The shelves in Zimbabwe's stores are bare, but in a leafy suburb of Harare it's a different story, Sebastien Berger reports
Robert Mugabe's local supermarket is unlike any other shop in Zimbabwe. Elsewhere there are gaping empty shelves where bread, butter, sugar, meat and the staple maize meal should be.
But at the Spar in the Borrowdale Brooke suburb of the capital Harare, close to the president's palatial hillside residence, almost anything is available, including focaccia bread, sun-dried tomatoes and cigars.
The difference typifies a nation where a small ruling elite enjoy lives of wealth and privilege, while the vast majority exist in grinding poverty and struggle simply to survive.

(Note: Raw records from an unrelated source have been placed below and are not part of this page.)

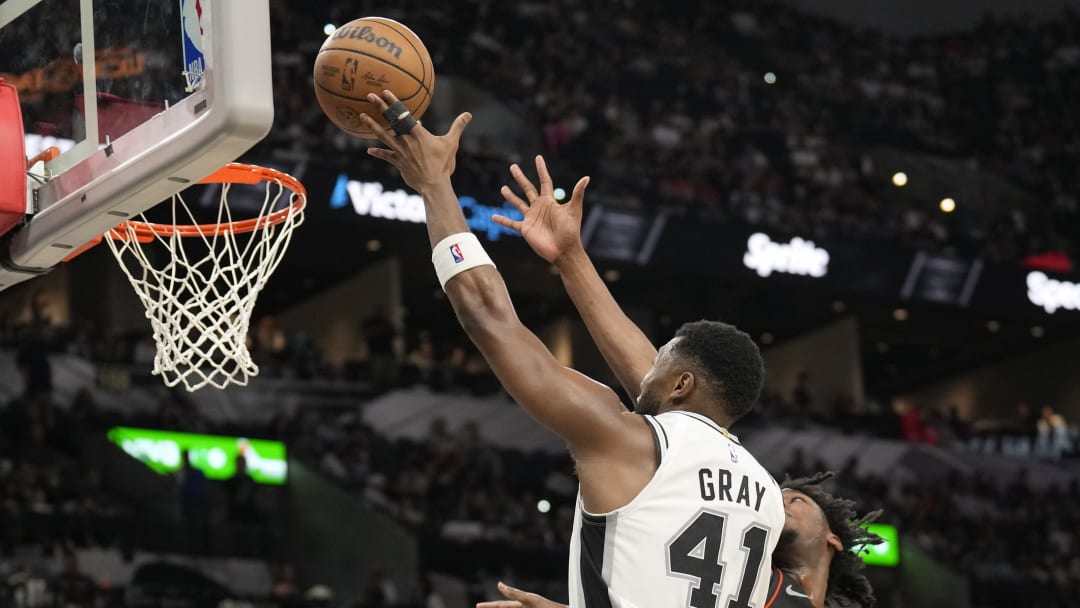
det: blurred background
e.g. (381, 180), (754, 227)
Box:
(0, 0), (1080, 608)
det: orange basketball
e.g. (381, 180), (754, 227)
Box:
(315, 17), (435, 138)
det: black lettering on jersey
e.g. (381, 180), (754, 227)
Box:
(754, 482), (765, 511)
(698, 469), (716, 500)
(735, 475), (751, 506)
(720, 469), (731, 502)
(698, 469), (768, 511)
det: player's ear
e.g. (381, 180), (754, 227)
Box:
(672, 371), (698, 401)
(825, 532), (843, 553)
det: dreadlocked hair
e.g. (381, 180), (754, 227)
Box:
(780, 471), (885, 608)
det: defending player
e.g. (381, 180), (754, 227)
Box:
(476, 473), (881, 608)
(362, 92), (784, 608)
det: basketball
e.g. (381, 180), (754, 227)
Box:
(314, 17), (435, 138)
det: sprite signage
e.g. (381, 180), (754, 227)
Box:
(860, 524), (900, 568)
(109, 427), (288, 485)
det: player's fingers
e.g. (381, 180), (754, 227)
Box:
(498, 581), (558, 608)
(499, 186), (529, 214)
(367, 91), (390, 114)
(491, 213), (522, 232)
(537, 154), (555, 194)
(446, 112), (472, 144)
(382, 89), (400, 106)
(510, 163), (537, 203)
(570, 175), (590, 207)
(367, 148), (397, 166)
(360, 113), (400, 150)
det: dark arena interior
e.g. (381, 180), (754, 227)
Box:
(0, 0), (1080, 608)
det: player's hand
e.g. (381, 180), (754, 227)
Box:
(491, 157), (589, 264)
(360, 91), (472, 194)
(476, 582), (568, 608)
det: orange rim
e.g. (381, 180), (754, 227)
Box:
(106, 163), (308, 242)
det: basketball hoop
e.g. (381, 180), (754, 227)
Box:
(104, 163), (308, 391)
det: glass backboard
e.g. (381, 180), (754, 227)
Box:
(0, 0), (273, 288)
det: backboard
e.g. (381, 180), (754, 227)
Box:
(0, 0), (273, 289)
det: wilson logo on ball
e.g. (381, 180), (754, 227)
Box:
(330, 25), (402, 59)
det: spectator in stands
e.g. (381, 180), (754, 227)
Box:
(225, 454), (259, 524)
(50, 551), (97, 608)
(178, 450), (210, 527)
(270, 564), (297, 606)
(361, 306), (397, 391)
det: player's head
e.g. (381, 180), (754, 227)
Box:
(772, 473), (882, 608)
(635, 321), (765, 424)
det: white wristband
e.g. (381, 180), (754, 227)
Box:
(431, 232), (495, 292)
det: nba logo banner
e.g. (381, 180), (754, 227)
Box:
(180, 0), (206, 93)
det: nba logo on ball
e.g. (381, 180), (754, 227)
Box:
(180, 0), (206, 92)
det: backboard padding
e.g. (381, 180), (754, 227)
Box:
(0, 0), (273, 289)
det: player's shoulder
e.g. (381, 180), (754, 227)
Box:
(653, 409), (741, 445)
(765, 568), (813, 608)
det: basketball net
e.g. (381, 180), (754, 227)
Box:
(105, 164), (307, 391)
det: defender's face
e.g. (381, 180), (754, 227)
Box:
(783, 488), (829, 543)
(634, 338), (680, 416)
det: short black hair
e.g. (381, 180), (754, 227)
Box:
(672, 321), (765, 422)
(780, 471), (885, 608)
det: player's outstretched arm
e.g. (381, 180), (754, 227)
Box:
(476, 582), (568, 608)
(494, 157), (657, 401)
(362, 92), (635, 459)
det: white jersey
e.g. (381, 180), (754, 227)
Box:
(569, 410), (784, 608)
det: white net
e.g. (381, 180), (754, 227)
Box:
(105, 167), (305, 391)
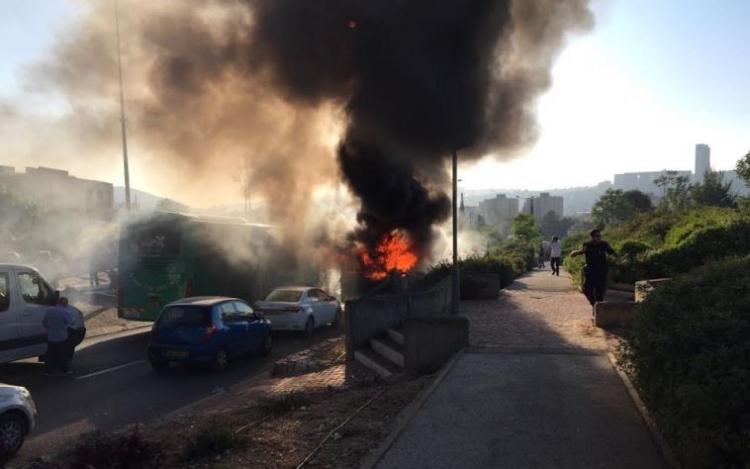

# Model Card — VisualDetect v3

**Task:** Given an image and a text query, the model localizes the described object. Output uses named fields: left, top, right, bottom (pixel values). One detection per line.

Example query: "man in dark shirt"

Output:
left=570, top=230, right=619, bottom=306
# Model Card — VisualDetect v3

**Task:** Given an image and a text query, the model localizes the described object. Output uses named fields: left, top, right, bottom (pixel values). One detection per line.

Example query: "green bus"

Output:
left=117, top=212, right=284, bottom=321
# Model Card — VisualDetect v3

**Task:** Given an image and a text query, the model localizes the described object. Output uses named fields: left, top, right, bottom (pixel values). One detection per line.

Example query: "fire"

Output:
left=360, top=231, right=419, bottom=280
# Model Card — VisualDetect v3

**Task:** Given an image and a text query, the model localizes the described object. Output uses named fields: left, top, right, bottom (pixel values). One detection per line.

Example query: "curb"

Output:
left=360, top=348, right=467, bottom=469
left=607, top=352, right=682, bottom=469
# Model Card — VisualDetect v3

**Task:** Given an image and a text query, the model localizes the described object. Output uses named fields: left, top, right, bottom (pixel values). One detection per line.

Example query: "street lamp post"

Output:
left=451, top=150, right=461, bottom=315
left=115, top=0, right=130, bottom=212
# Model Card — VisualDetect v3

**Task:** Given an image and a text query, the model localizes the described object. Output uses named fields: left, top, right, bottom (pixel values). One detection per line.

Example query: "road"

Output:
left=0, top=318, right=343, bottom=458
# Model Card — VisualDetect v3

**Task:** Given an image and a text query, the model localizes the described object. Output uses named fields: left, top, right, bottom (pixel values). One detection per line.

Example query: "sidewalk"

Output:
left=364, top=270, right=666, bottom=469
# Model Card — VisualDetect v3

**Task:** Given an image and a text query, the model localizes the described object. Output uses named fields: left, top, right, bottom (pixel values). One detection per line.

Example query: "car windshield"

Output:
left=158, top=306, right=210, bottom=327
left=266, top=290, right=302, bottom=303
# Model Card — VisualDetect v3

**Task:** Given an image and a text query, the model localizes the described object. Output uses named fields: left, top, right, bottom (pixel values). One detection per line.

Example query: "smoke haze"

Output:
left=0, top=0, right=593, bottom=264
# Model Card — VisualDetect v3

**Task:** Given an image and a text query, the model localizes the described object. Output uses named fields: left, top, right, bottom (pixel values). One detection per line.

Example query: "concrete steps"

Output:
left=354, top=348, right=401, bottom=378
left=386, top=329, right=404, bottom=347
left=370, top=337, right=404, bottom=368
left=354, top=329, right=404, bottom=378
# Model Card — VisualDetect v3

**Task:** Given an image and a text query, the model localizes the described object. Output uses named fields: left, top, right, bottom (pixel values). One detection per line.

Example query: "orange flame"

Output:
left=360, top=231, right=419, bottom=280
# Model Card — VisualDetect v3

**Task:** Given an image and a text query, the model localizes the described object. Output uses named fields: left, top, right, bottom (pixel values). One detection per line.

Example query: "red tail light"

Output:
left=201, top=324, right=216, bottom=343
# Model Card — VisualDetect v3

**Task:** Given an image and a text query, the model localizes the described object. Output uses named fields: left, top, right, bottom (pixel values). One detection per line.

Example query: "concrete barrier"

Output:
left=461, top=273, right=500, bottom=300
left=404, top=317, right=469, bottom=374
left=594, top=301, right=637, bottom=327
left=346, top=277, right=451, bottom=360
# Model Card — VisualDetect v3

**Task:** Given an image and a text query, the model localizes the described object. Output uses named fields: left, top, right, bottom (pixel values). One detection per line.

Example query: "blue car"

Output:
left=148, top=296, right=273, bottom=371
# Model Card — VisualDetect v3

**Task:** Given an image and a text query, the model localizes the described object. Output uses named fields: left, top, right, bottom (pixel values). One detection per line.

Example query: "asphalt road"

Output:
left=0, top=326, right=343, bottom=458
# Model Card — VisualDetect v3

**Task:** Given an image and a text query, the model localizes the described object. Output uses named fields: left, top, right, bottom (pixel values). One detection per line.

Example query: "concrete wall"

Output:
left=404, top=317, right=469, bottom=374
left=594, top=301, right=638, bottom=328
left=635, top=278, right=670, bottom=303
left=346, top=277, right=451, bottom=357
left=461, top=273, right=500, bottom=300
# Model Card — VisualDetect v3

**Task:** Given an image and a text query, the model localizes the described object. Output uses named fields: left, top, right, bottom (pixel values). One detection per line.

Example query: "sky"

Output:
left=0, top=0, right=750, bottom=194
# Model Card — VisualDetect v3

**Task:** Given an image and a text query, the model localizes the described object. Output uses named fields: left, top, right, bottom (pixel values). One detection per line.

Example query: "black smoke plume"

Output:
left=252, top=0, right=591, bottom=255
left=0, top=0, right=593, bottom=264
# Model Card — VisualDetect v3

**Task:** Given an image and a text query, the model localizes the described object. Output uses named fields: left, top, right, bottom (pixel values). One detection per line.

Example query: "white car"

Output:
left=254, top=286, right=341, bottom=336
left=0, top=264, right=86, bottom=363
left=0, top=384, right=36, bottom=462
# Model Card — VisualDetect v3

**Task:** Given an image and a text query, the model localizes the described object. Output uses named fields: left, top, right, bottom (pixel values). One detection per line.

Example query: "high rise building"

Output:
left=693, top=143, right=711, bottom=182
left=477, top=194, right=518, bottom=225
left=523, top=192, right=563, bottom=222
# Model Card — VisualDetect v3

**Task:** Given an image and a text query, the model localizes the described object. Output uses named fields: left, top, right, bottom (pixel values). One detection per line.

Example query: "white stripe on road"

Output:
left=76, top=360, right=147, bottom=379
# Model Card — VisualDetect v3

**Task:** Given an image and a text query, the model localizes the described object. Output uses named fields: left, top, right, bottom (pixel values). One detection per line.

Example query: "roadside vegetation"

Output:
left=564, top=153, right=750, bottom=469
left=418, top=210, right=554, bottom=290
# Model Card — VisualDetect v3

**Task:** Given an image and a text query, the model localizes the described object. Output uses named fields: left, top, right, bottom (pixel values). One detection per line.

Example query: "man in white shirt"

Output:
left=42, top=297, right=73, bottom=377
left=549, top=236, right=562, bottom=277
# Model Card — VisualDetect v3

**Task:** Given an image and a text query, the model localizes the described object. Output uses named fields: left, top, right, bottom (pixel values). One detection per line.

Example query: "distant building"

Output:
left=0, top=166, right=114, bottom=219
left=693, top=143, right=711, bottom=182
left=612, top=169, right=693, bottom=195
left=523, top=192, right=564, bottom=221
left=477, top=194, right=518, bottom=225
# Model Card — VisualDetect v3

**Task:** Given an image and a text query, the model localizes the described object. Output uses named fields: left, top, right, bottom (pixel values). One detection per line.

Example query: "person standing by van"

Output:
left=42, top=297, right=74, bottom=378
left=549, top=236, right=562, bottom=277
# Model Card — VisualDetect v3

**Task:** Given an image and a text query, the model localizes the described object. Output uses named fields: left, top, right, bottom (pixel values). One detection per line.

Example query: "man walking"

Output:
left=549, top=236, right=562, bottom=277
left=570, top=230, right=621, bottom=306
left=42, top=297, right=73, bottom=378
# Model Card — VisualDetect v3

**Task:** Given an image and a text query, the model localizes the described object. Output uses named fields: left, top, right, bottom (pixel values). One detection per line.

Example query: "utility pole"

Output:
left=115, top=0, right=130, bottom=212
left=451, top=150, right=461, bottom=316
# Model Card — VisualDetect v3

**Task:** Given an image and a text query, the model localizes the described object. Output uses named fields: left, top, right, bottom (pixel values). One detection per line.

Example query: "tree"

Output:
left=691, top=170, right=737, bottom=208
left=540, top=210, right=573, bottom=238
left=735, top=151, right=750, bottom=186
left=622, top=189, right=654, bottom=213
left=511, top=213, right=542, bottom=241
left=654, top=171, right=693, bottom=212
left=592, top=189, right=653, bottom=228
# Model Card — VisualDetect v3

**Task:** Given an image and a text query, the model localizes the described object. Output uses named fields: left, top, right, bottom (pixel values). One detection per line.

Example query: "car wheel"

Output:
left=213, top=347, right=229, bottom=371
left=305, top=316, right=315, bottom=337
left=0, top=413, right=27, bottom=456
left=331, top=308, right=341, bottom=328
left=149, top=358, right=169, bottom=373
left=260, top=332, right=273, bottom=355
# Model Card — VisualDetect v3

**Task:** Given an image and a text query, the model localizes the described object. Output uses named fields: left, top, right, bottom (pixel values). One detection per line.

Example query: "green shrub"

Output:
left=70, top=426, right=161, bottom=469
left=641, top=218, right=750, bottom=278
left=664, top=207, right=741, bottom=248
left=182, top=421, right=247, bottom=461
left=493, top=240, right=537, bottom=276
left=620, top=258, right=750, bottom=469
left=260, top=391, right=312, bottom=414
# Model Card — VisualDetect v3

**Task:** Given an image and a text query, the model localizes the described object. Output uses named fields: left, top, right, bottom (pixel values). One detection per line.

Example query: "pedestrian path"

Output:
left=365, top=270, right=665, bottom=469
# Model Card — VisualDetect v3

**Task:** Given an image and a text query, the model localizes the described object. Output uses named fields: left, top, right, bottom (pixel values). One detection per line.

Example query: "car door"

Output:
left=16, top=270, right=54, bottom=352
left=306, top=288, right=325, bottom=327
left=234, top=301, right=268, bottom=352
left=316, top=290, right=337, bottom=324
left=0, top=271, right=21, bottom=363
left=219, top=301, right=250, bottom=355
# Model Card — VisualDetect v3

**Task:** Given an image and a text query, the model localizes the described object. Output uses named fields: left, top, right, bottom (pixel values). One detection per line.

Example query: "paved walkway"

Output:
left=365, top=270, right=666, bottom=469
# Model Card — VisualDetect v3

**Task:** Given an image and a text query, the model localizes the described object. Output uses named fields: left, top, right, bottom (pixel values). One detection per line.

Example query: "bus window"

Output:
left=130, top=223, right=182, bottom=260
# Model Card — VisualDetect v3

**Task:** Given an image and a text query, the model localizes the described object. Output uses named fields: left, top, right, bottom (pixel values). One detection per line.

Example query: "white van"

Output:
left=0, top=264, right=86, bottom=363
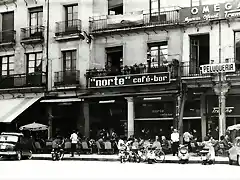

The president's local Spar is one of the few shops in the country with an undiminished supply of bread amid an economic and agricultural crisis that has seen inflation spiral to more than 4,500 per cent.
....Asked how the shop was able to stock bread when so few other merchants can obtain supplies - which they would have to sell at a crippling loss - an assistant laughed and said: "I don't know."
The supermarket's ownership may have something to do with it. The proprietor is Ray Kaukonde, the governor of Mashonaland East province. He is also a close lieutenant of Solomon Mujuru, a former army commander whose wife, Joyce, is one of Mr Mugabe's two vice-presidents. The clientele are similarly well-connected. Borrowdale Brooke is Harare's plushest suburb, full of mansions that are home to the highest-ranking comrades of Mr Mugabe's Zanu-PF party, as well as to the country's richest businessmen.